Our cast off on Day 8 was delayed upon discovering transmission oil on the engine room floor and more macerator issues. My husband may not feel lucky to have become so intimate with all of Lucky’s greasy gunky parts. After the repairs, we cruised up Cape Cod Canal into Massachusetts Bay. A perfect picnic anchorage and a swim made the time fly by until the ideal tide arrived to tackle the Annisquam River. Bridges opened for our 20-Foot tall flybridge with a VHF shout out on Channel 13. Cruising past Gloucester, we noted the atrocious wind turbines now dominating the sky of this historic fishing village. That blows, I thought.
The Annisquam River is tight and twisty, with sand bars jutting out and small boats dodging around the channel. Our mooring in Lobster Cove was lovely, except that Capt. Greg had discovered more transmission oil leaking. A refreshing swim off the stern provided distraction, along with cocktails on the fly and a delicious dinner at the Market Restaurant, just a few strokes away by dinghy.
The next morning, we cruised 20 miles to Isle of Shoals off Portsmouth. On a mooring amid Star Island, Smuttynose, and Appledore, we enjoyed the last of our provisions in a delightful 80-degree breeze. Our final stop over was the four-diamond Wentworth by the Sea in Newcastle — the high-brow marina has a swimming pool, showers, WiFi and several restaurants, from a casual dockside cafe to the upscale Salt Kitchen.
Our Day 10 goal had been to reach the Kennebunk River, but our new-to-us boat required transmission attention, so we nosed into the swift current of Portsmouth Harbor past Kittery and Portsmouth and under three bridges.
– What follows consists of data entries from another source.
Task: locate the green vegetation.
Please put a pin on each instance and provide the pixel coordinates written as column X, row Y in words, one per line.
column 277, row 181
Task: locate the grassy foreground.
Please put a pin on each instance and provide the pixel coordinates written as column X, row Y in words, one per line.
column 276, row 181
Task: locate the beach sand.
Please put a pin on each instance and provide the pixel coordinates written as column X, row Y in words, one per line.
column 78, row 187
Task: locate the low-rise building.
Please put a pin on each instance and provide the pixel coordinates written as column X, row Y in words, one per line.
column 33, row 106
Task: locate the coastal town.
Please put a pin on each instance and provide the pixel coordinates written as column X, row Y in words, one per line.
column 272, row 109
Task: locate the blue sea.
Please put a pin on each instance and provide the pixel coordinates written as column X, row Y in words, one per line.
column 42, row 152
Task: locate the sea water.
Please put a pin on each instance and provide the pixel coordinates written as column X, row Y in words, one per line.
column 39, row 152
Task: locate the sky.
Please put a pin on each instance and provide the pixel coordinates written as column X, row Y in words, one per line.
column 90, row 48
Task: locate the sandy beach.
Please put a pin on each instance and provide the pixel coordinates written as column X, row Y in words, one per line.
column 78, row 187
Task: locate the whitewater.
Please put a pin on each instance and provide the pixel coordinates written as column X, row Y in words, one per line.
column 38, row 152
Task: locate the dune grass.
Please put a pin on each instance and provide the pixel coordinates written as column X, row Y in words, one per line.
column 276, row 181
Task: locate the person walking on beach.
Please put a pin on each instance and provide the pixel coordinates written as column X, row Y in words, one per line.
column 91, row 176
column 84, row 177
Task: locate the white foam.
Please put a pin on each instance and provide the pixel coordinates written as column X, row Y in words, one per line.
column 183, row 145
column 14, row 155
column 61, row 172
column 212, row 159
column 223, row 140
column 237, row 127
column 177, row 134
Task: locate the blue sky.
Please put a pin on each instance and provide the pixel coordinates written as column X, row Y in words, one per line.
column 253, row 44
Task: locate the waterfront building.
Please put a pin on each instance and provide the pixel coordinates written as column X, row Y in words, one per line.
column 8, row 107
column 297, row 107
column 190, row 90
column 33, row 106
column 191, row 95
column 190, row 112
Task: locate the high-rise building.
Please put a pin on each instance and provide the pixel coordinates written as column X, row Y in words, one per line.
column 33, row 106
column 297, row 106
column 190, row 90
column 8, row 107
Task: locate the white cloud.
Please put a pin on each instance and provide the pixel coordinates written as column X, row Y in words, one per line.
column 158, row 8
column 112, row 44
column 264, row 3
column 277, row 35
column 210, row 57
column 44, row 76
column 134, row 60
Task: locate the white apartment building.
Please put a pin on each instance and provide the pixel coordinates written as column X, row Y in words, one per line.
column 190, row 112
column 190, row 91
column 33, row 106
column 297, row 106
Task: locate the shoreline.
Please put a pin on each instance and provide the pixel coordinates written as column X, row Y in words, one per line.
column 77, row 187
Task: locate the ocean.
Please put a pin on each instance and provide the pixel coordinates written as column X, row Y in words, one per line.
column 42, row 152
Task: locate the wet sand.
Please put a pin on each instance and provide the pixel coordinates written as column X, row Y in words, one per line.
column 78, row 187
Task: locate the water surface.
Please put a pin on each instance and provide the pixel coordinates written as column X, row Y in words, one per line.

This Piscataqua River rips, so we timed our six-mile trip for peak high tide — even at slack there’s no slacking on this second-fastest-flowing river in the country.
Our resting place and repair spot was Great Bay Marine. Greg was relieved to learn that the transmission leak was just a matter of properly seating the dipstick. I refrained from dipstick name calling. That evening’s sunset with a bonus double rainbow was outstanding, confirming that we were very lucky indeed.
Heather Burke is an award winning travel writer from Kennebunkport Maine. She and her husband Greg enjoy skiing in winter and sailing in summer.